Observability - Principal Software Engineer (R4220) (R4220)


At Elastic, we see endless possibility in a world of endless data. And we use the power of search to help people and organizations turn that possibility into results. Elastic is the leading platform for search-powered solutions. With solutions in Enterprise Search, Observability, and Security, we help improve customer and employee search experiences, keep critical applications running smoothly, and protect against cyber threats. Elastic enables organizations worldwide to use the power of Elastic, including Netflix, Uber, BBC, Microsoft, and thousands of others.

Elastic was built on a foundation of being free and open, which trickles down to how we work. We’re a distributed organization and have been from the beginning. Being distributed isn’t just a way of doing business—it’s a mentality that is at the core of our culture.

The Observability team is in charge of developing solutions that focus on application developers and engineers that run infrastructure and services supporting these applications. Elasticsearch is an efficient datastore for logs, metrics, and application traces, supporting the three pillars of observability. With the recent acquisition of Optimyze, the developers of Prodfiler, Elastic has added support for datacenter-wide, whole-system, continuous profiling. In the Profiling team within Observability our mission is to profile all your code, everywhere, all the time. Every programming language, every containerisation solution, userland and kernel. 
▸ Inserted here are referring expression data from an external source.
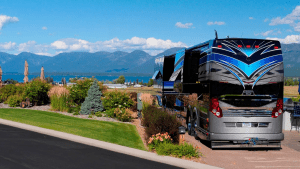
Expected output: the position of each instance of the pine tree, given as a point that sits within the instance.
(92, 102)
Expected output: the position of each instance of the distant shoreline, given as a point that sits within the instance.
(81, 74)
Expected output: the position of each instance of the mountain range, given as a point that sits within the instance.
(137, 61)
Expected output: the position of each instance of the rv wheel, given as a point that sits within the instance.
(190, 127)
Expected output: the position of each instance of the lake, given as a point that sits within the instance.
(57, 78)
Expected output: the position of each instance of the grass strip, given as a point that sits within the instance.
(112, 132)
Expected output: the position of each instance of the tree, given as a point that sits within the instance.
(49, 79)
(93, 101)
(121, 79)
(150, 82)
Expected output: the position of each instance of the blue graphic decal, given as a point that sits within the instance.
(179, 65)
(235, 75)
(243, 67)
(168, 84)
(179, 55)
(261, 75)
(203, 60)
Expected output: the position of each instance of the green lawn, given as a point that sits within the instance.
(112, 132)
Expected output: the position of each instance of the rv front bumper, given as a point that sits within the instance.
(244, 137)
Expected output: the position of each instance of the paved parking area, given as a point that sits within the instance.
(292, 140)
(287, 157)
(30, 150)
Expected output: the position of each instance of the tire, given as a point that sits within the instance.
(189, 126)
As a Profiling Software Engineer you will be part of a team developing innovative, high quality solutions for CPU, memory and I/O profiling, aimed at helping our customers understand the performance characteristics of their applications down to the very lines of code responsible for consuming resources of all kinds. As a team we thrive on, and encourage, deep understanding of problems and well-engineered solutions. Our work is a mix of low level systems understanding and engineering, combined with large scale data transfer, storage and analysis. On a day-to-day basis this can involve reverse engineering the internals of a programming language runtime, debugging the Linux kernel, implementing ideas from state of the art research papers, developing novel approaches to systems engineering problems, code reviews, writing design documents, participating in our engineering mailing list, debugging issues in our production infrastructure, talking to customers and more. 
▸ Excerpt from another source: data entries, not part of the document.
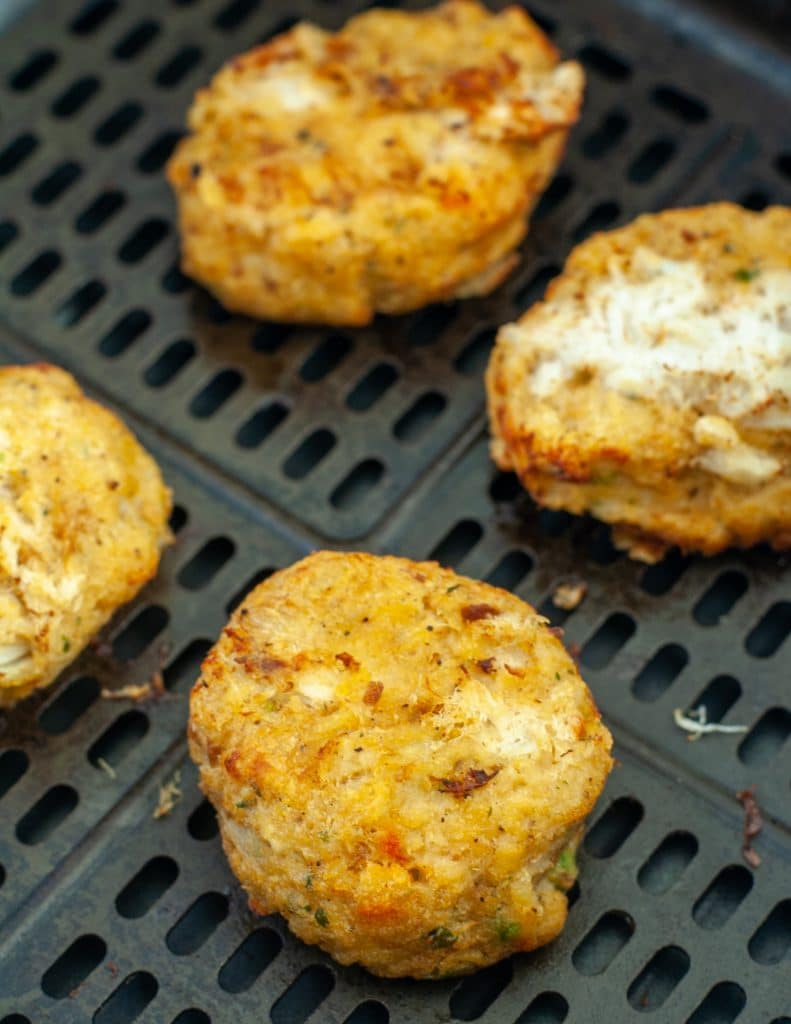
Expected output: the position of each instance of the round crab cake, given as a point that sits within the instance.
(83, 519)
(329, 177)
(402, 761)
(652, 387)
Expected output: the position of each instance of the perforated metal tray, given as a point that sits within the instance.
(277, 440)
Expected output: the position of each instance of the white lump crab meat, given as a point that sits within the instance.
(652, 387)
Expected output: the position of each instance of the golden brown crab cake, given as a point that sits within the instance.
(402, 760)
(329, 177)
(652, 387)
(83, 519)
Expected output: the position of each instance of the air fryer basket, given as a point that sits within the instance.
(281, 439)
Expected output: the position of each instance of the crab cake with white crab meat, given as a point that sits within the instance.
(402, 760)
(328, 177)
(652, 387)
(83, 519)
The team is distributed across the world, predominantly in Europe, and collaborates on a daily basis over Github, mailing lists, Zoom, and Slack. 

Why work with us

Work on hard problems - Our long term vision is observability both at scale (entire data center) and in depth (entire operating system). This requires solving a variety of problems involving large scale data gathering/transmission/storage as well as deep understanding of operating system and programming language internals. Along the way we are continuously looking for new technologies (e.g. ebpf) to help us solve these problems. 

Work on meaningful problems - Deep/wide observability is a competitive differentiator. Companies that have it can detect problems and opportunities that their competitors cannot, leading to more efficient, scalable and better performing solutions. The margin/cost-of-goods-sold for SaaS companies is largely related to their cloud costs, and improvements on this is a C-level goal for many companies. 

Work with smart and curious people - Our existing team has a background in diverse areas and technologies. We hire people with a love of deep understanding and building great software. 

Work in a great environment - Elastic strives to ensure employees maintain work-life balance while still being ambitious and playing to win. 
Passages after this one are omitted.